Though it was read quite competently by Tom Stechschulte, and though it started out reasonably well after a slightly rocky first couple of chapters, this audiobook soon devolved into endless family politics with very little of interest to me happening, so I started skipping and skimming, and then quickly gave it up as a bad job. Life is too short to waste on stories which don't grip you. I skipped to the end before I dropped it off back at the library and discovered, not to my surprise at all, that the main suspect turned out to be not the real bad guy, and one of the guys I'd encountered briefly earlier, who I'd tagged as a possible main villain was actually the villain, so no real surprises at all.
This is apparently number four in the "Tres Navarre" series, that name (the first part of which is pronounced 'Trace') being the name of the main character. If I'd known that before I picked it up, I'd not have picked it up. As it was, it looked like it might be interesting, and it was a story set in central Texas, but it really could have been set anywhere and remained the same story (with local details changed of course), which meant it wasn't really about Texas. It was a stand-alone - that is to say, as far as I could see I didn't feel I'd missed anything by 'starting' this series at number four. On the other hand, I didn't really feel I'd missed anything when I DNF'd it, either!
I liked the idea of the PI coming to Austin to teach literature for the summer (although he actually does no teaching!), and that this brother is a software engineer who is in trouble with his new anti-virus app, but neither of these things really played a large part in the story except as a rather flimsy background.

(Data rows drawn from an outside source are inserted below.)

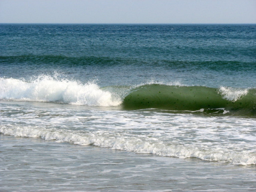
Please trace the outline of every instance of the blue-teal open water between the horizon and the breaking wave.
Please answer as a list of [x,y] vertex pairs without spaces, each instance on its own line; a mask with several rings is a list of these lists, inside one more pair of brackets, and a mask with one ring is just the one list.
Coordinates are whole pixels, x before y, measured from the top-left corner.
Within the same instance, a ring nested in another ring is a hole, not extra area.
[[59,71],[102,86],[152,79],[255,86],[255,25],[1,24],[0,30],[0,76],[27,79]]

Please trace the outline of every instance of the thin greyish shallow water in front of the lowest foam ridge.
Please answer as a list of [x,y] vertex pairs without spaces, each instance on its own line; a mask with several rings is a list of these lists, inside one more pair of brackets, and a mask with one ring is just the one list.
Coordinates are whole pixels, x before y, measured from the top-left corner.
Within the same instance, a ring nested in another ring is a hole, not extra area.
[[254,191],[255,165],[0,135],[1,191]]

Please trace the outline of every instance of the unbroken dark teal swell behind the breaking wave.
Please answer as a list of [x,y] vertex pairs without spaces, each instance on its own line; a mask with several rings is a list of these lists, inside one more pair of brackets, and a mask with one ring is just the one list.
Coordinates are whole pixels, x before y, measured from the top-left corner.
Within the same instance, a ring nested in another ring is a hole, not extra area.
[[[0,56],[0,62],[2,64],[60,64],[64,66],[112,66],[120,64],[128,64],[136,66],[139,65],[152,65],[152,59],[149,58],[132,58],[132,57],[100,57],[100,56],[80,56],[80,57],[68,57],[64,55],[16,55],[16,56]],[[153,62],[154,66],[168,66],[171,68],[184,68],[184,67],[203,67],[214,71],[255,71],[256,62],[241,62],[230,60],[219,61],[176,61],[157,59]]]

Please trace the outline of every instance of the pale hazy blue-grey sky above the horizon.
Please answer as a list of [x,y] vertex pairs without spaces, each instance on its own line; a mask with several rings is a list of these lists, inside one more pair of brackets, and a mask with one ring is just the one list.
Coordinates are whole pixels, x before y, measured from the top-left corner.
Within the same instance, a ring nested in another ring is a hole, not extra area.
[[0,23],[255,24],[256,0],[0,0]]

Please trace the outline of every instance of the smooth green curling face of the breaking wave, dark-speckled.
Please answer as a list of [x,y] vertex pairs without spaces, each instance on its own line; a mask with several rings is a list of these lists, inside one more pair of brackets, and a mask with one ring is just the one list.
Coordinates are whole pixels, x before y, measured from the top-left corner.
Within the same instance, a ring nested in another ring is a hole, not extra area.
[[168,109],[197,111],[224,108],[230,112],[256,114],[256,90],[233,90],[192,86],[142,85],[123,100],[125,109]]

Most of it (at least the parts that I listened to) was boring. There was far too much extraneous detail, and far too much tedious twisted family history which some readers might like but which turns me off a story. For me it made a stodgy dough of a recipe which the occasional nice turn of phrase did nothing at all to leaven in the long-run. Based on what I did listen to, and the uninventive ending, I can't recommend this one. Maybe Rick Riordan should stick to his Percy Jackson series?